Lecturer in Postcolonial Studies and World Literature


I work in postcolonial literatures and theory in comparative frames, with interests in African and especially southern African writing (J. M. Coetzee for instance, or the Zimbabwean novelist Yvonne Vera), emergent interests in Palestinian writing (such as in a recent essay on Raja Shehadeh), and I've written and presented on Caribbean writing as well. I've published recent articles in Interventions, ariel, The Cambridge Companion to the Postcolonial Novel (ed. Ato Quayson), and a lead essay on Coetzee and affect in Mosaic (click here for Dawne McCance's introduction).

My first book, Romanticism and Aesthetic Life in Postcolonial Writing (forthcoming, Palgrave Macmillan), explores the afterlives of Romantic aesthetics in a group of postcolonial writers now central to the constitution of the postcolonial canon, in a range of modes and locations, including J. M. Coetzee, Derek Walcott, and Gayatri Spivak. The book has two related ambitions: first, to develop an account of the migratory power of Romanticism from a postcolonial vantage point that challenges existing accounts of the relationship between colonial and postcolonial corpuses, and second, to explicate -- through attention to its engagement with Romanticism -- the postcolonial concern with aesthetic life, understood as an experiential domain involving literary tradition, colonial and environmental history, landscape, and the immediacy of the phenomenal world.

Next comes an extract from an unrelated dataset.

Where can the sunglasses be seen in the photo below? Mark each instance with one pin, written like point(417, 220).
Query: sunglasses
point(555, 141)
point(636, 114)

Increasingly my research explores the intersections between postcolonial literary studies and the environmental humanities. My new book project is organised around the figure of enclosure, which I read as a globalizing logic of objectification towards land, resources, and human and animal bodies, and as a basis for a dominant form of aesthetic and phenomenological orientation towards space and environment. The project exhibits my interest in the relationship between material histories of power and literary and cultural production, and at the same time tries to mobilise enclosure not "just" as a history but also as a figure for thinking (in comparative and sometimes speculative ways). The book considers (for example) Coetzee’s interrogation of the plaasroman (farm novel) in apartheid South Africa in one chapter, and the literary genealogy of the checkpoint in Israel-Palestine in another, but finally it argues for our need, in the epoch of the anthropocene, to imagine our common “enclosedness” in a shared world with no outside — or none upon which we can stand.

I joined Lancaster in May 2017 from Columbia University, where I held a postdoctoral fellowship funded by the Social Sciences and Humanities Research Council of Canada (SSHRC). I completed my PhD at the University of Toronto, where my thesis won the A. S. P. Woodhouse Prize, and I hold BA and MA degrees from the University of Leeds.

In 2017/18 I'm teaching on the Romanticism and Contemporary Literature core modules, and a half unit in semester two on C21st World Literature.